Processed meats—products treated for preservation or flavor—may be potentially cancer causing, according to the World Health Organization. An October 2018 analysis of 15 studies published in International Journal of Cancer suggests regular consumption of processed meats was linked to a 9 percent greater risk of breast cancer, compared to women who ate the least.

Highly processed junk food and refined carbs may be stealing your youth, too. Refined carbohydrates, like white bread and pasta, are associated with increased rates of heart disease, and one study suggests they may present a bigger risk for heart attack than saturated fats. Instead, build your meals with fresh produce, whole grains and plant-based proteins, like beans.

You load up on sugar

5 / 6 You load up on sugar

Too much added sugar can discolor your teeth and wrinkle your skin. Glycation, or the binding of sugar to proteins, alters your body’s production and maintenance of collagen, the protein that keeps your skin looking young. As you age, collagen production slows, causing wrinkles, but excess sugar may age skin prematurely.

There's more. No single food or food group is responsible for weight gain, but too many high-calorie sweets may lead to extra fat around your mid-section. Regardless of overall weight, excess stomach fat ups your risk of heart disease and type 2 diabetes—both of which may steal years from your life.

Instead of reaching for the doughnut, satiate a sweet tooth with a cup of mixed berries, or savor an ounce of dark chocolate.

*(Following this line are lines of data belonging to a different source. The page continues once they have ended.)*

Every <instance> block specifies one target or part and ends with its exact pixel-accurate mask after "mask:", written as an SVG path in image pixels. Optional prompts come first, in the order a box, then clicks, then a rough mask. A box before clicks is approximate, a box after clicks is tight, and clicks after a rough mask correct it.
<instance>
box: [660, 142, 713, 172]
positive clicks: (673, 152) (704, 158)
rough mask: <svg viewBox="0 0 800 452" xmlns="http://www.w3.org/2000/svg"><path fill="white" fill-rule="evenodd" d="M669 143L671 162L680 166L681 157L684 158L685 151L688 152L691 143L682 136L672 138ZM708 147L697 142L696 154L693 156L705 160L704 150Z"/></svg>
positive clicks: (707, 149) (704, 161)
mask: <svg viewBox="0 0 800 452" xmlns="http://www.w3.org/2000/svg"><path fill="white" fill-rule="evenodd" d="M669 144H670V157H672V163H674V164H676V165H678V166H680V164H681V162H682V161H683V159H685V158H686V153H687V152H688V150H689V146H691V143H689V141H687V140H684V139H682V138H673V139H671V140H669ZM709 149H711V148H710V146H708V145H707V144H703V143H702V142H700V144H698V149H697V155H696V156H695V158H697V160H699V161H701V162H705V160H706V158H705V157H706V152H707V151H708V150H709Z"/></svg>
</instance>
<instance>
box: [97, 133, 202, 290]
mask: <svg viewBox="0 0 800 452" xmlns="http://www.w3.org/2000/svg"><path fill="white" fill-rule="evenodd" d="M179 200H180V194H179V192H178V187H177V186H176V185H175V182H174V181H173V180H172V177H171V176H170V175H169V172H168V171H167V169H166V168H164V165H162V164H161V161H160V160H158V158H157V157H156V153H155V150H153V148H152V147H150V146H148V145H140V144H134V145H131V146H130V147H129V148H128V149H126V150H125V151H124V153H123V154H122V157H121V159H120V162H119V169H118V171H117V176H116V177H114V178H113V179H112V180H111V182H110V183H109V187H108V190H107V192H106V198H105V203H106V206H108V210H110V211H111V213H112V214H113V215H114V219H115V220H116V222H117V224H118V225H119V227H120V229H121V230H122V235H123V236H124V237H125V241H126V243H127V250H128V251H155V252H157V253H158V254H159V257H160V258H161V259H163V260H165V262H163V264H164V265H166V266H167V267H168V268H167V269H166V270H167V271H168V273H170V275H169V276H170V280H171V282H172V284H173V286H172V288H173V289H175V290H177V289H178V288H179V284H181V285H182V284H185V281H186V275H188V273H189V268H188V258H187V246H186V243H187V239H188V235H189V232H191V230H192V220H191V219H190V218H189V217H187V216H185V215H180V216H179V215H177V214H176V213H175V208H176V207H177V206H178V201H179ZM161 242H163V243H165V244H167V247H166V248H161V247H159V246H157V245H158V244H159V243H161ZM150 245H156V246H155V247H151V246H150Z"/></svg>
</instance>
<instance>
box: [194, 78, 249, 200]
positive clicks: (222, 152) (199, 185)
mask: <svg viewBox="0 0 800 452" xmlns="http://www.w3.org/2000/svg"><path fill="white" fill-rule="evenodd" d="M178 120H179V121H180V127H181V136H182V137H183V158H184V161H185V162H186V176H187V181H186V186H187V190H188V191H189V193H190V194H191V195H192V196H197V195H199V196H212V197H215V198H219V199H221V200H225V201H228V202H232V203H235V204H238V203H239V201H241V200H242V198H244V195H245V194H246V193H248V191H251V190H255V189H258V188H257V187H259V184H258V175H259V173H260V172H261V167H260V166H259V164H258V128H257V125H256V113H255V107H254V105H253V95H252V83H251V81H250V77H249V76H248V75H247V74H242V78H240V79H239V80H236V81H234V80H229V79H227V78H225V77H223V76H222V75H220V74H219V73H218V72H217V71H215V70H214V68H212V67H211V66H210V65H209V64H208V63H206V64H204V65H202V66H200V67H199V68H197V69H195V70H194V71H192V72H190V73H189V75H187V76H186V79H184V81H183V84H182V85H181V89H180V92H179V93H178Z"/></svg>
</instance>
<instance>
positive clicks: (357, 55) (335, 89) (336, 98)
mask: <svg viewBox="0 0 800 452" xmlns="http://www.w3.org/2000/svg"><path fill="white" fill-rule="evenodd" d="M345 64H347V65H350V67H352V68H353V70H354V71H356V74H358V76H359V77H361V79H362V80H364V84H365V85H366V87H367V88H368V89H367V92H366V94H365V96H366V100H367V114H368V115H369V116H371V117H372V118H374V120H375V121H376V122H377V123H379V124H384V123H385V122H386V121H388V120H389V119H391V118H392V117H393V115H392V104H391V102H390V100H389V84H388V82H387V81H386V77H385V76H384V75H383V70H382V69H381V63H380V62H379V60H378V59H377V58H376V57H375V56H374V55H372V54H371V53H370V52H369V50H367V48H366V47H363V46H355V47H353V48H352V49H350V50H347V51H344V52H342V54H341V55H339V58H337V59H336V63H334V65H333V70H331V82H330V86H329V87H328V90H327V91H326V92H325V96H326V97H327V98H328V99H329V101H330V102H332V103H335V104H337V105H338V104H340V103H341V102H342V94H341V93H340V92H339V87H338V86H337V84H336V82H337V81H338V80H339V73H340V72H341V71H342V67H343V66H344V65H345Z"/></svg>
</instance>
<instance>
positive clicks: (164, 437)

You spend too much time at happy hour

6 / 6 You spend too much time at happy hour

For years, studies suggested moderate alcohol consumption, defined as one drink a day for women and two for men, may decrease risk of heart disease and boost longevity. Now emerging research is questioning these benefits. What we do know is that too many daily cocktails can shorten your life.

Excess drinking can increase the risk of cancer, liver damage and high blood pressure. Let's not forget the calorie content of your favorite wines, beers and spirits; your daily happy hour habits may be responsible for weight gain. A few extra pounds may seem innocent enough, but overweight and obese individuals are at a higher risk for diabetes and heart disease.

If you choose to sip, do it responsibly, but there is no need to add a daily drink to your diet.